We started with Santi Apostoli. Built in the 11h century and remodeled in the 15th, it retains a medieval feel. The stone is not the dark grey piedre serena of most of the later churches. (See the picture of San Lorenzo in the blog "rocks" for the beautiful grey sandstone piedre serena. "Serena" has a meaning similar to its English cognate. It is a serene stone. It is also used in the painting we next discuss.)
Today is Palm Sunday and church was popular. We sat over coffee for an hour waiting for mass at Santa Trinita to end. We paid for the lights and saw this wonderful Adoration by Ghirlandaio. It is a triple Adoration- Mary's, the shepherds', with the Magi en route. Beautifully composed and beautifully executed.
Monday, April 12 2014
We went to the Marino Marini Museum this morning. The museum is in the former St. Pancrazio Church, which has been repurposed:
It was refreshing to view some works less than several hundred years old.
One chapel from the deconsecrated church remains. It contains the funerary monument to Giovanni Rucellai, designed by Leon Battista Alberti.
Alberti was a writer, philosopher, and architect. His sort is where the phrase "Renaissance man" comes from. Ahead of his time, Alberti was concerned about the social impact of his buildings.
We had lunch a the too-famous, too-popular, too-self-consciously-authentic Trattoria de Mario. see
http://trattoria-mario.com/Site-2013/index.php . They specialize in Florentine steak (rational portion) , and it was excellent with a good brunello. We're getting a bit flowery ourselves. Time to go.
Tuscan color palate:
Buildings in Tuscany are painted in earth tones. The walls are often allowed to peel and rot. We assume that the colors are the result of some regulatory requirement, but our research on the internet has not been fruitful. The overall effect is lovely. This picture is from the ticket line at the Pitti Palace:
This is from the Piazzella Michelangelo, which is on a hill overlooking the city.
Complaints: Merde, mosquitos, and mobs.
Imagery and worship: Bruce remembers his first exposure to Italian church art as a child. The representation of an object of worship was very creepy. In the absence of a religious response, can "modern" observers "appreciate" or "understand" these works? Does a contemporary Catholic? Can we see them as more than art.
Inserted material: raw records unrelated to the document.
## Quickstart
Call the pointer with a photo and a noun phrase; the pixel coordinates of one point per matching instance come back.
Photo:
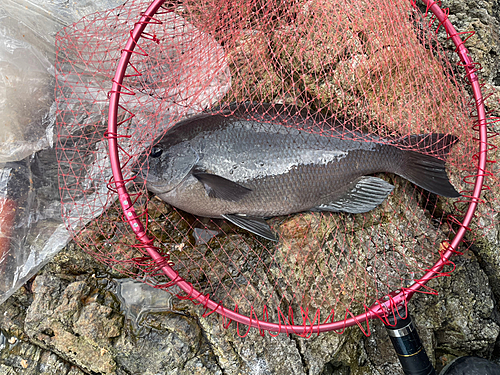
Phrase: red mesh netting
(372, 70)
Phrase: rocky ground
(72, 318)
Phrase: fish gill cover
(370, 71)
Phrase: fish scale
(244, 170)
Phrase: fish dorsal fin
(252, 224)
(220, 187)
(366, 194)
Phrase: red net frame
(309, 321)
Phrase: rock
(53, 321)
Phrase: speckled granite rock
(68, 321)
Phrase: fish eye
(156, 152)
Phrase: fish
(249, 163)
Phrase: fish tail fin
(426, 167)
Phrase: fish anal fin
(220, 187)
(365, 194)
(252, 224)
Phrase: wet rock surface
(68, 319)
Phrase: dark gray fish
(251, 164)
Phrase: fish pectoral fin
(220, 187)
(252, 224)
(365, 195)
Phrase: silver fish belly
(247, 169)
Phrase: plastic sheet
(31, 227)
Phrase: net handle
(378, 309)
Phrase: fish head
(164, 168)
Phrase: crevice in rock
(303, 360)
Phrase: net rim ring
(376, 310)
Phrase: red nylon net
(379, 67)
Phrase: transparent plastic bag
(31, 226)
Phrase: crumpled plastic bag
(31, 225)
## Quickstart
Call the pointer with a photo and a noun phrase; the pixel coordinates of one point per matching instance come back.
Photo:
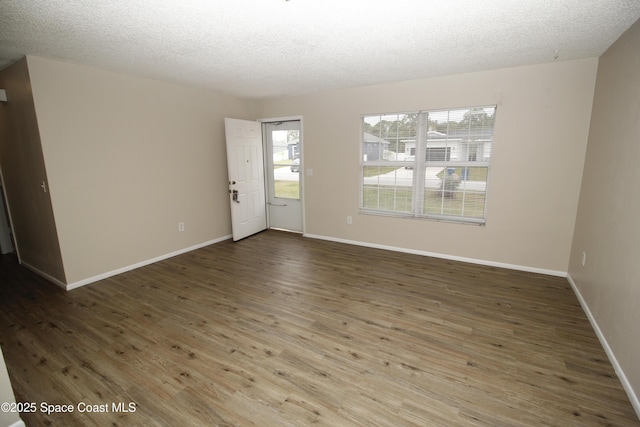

Did the Renaissance person find more meaning in a Giotto crucifix than than of an anonymous painter?
Gusto Leo: tomato bread soup; pasta fagioli; pizza.
Trattoria di Mario: Florentine steak, frites.
Final indulgence, return to Giostra. house hors d'oeuvres (bruschetta, pickled eggplant, pimentos, celeriac in a mayonnaise sauce, chopped liver, & a potato spinach cheese ball), fried artichoke, pasta with wild boar sauce (really a stew), bronzino, brunello (not montapulciano). Too much, no dessert.
Tuesday, April 15
Happily, today was entirely uneventul. We are now in Vienna.